Five Pathways to Fundamentally Reshaping American Schooling

November 27, 2012

The American education system is plagued with failed reform attempts that seek to correct the decline in student achievement, says Jal Mehta of the American Enterprise Institute.

  • In the past, reformers have experimented with standards, vouchers, charters, merit pay and other methods for increasing student achievement.
  • However, huge numbers of students -- nearly 40 percent to 50 percent in some urban districts -- don't graduate from high school.
  • Furthermore, the United States ranks 14th in reading, 17th in science and 25th in math on international standardized tests.

There are five broad avenues that policymakers could take in order to make lasting changes to the educational system for the better.

First, transform the system by making the teaching profession more professional.

  • Right now, the United States draws its teachers from the bottom two thirds of the distribution and gives them little training on the best methods for teaching.
  • Instead, requirements for teaching should be tougher which would attract more skilled workers.

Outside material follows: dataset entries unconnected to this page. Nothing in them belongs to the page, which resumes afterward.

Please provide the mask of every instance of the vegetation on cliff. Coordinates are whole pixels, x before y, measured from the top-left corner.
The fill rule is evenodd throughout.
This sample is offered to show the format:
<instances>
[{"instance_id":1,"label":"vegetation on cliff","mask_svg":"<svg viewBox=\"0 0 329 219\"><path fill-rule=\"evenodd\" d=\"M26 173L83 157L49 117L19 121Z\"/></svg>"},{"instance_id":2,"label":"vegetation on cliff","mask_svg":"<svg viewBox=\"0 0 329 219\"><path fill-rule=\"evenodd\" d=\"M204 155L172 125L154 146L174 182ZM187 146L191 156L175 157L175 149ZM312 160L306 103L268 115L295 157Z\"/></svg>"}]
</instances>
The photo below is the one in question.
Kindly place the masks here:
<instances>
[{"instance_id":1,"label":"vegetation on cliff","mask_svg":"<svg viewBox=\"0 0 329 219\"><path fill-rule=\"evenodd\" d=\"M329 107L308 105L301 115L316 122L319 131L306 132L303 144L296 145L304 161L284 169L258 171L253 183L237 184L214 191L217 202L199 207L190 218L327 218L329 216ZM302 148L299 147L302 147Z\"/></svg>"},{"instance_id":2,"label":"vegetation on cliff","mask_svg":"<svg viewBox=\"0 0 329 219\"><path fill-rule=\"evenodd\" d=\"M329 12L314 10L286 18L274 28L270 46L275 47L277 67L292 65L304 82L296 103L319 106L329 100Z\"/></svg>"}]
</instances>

Second, replace traditional institutions with new actors such as charter schools. These schools currently provide competition to the traditional public school system but receive less support.

Third, rather than have a school that offers math, science, English and history, have a school function as a general contractor, bringing in different organizations that excel in teaching the various subjects. Some of these subjects might be taught online rather than in person, or through a combination of online practice and in-person coaching.

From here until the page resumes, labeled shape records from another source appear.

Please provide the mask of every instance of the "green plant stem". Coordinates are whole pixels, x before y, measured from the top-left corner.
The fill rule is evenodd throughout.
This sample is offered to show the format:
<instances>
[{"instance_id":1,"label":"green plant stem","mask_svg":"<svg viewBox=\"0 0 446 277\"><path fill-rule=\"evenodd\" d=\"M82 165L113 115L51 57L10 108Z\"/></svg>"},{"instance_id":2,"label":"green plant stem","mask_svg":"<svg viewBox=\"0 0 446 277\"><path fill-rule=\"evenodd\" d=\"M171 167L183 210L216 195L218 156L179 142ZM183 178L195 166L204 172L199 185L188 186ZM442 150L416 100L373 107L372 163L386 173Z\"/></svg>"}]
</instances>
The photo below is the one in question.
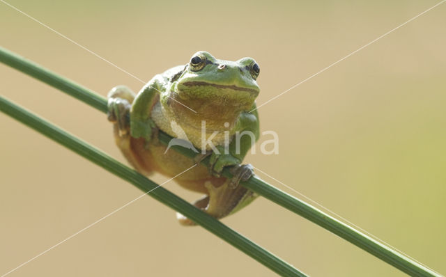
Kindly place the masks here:
<instances>
[{"instance_id":1,"label":"green plant stem","mask_svg":"<svg viewBox=\"0 0 446 277\"><path fill-rule=\"evenodd\" d=\"M62 91L84 101L101 111L107 111L107 100L105 98L1 47L0 61L50 86L59 88ZM67 82L66 84L65 84L65 81ZM90 99L91 97L91 99ZM160 140L162 143L167 144L171 138L166 134L160 132ZM196 155L192 150L179 146L174 147L174 149L191 158L193 158ZM205 164L207 161L206 159L203 161ZM227 168L224 170L223 175L226 177L232 176ZM247 182L241 182L240 184L318 224L410 276L441 276L415 260L399 253L390 247L338 221L307 203L282 191L256 176L254 176Z\"/></svg>"},{"instance_id":2,"label":"green plant stem","mask_svg":"<svg viewBox=\"0 0 446 277\"><path fill-rule=\"evenodd\" d=\"M123 165L84 141L12 103L1 95L0 111L129 182L141 191L146 193L150 192L148 193L148 196L181 212L205 229L265 264L275 272L283 276L306 276L305 274L293 266L229 228L209 214L168 190L159 187L156 183L137 171Z\"/></svg>"}]
</instances>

Fourth, create an out-of-school system that complements what children learn in school.

  • Studies show that some students experience a "summer learning loss" that puts them behind their peers.
  • Instead, an educational system that uses a student's free time outside of the classroom to reinforce concepts learned in school can help close the gap in student achievement.

Finally, dissolving the current system may do more in preparing students than any other option. Schools that teach from old textbooks fail to take into account how much information a student has at their fingertips with a computer. Employing committees comprised of adults at the state, district and school level can decide what should be taught at schools.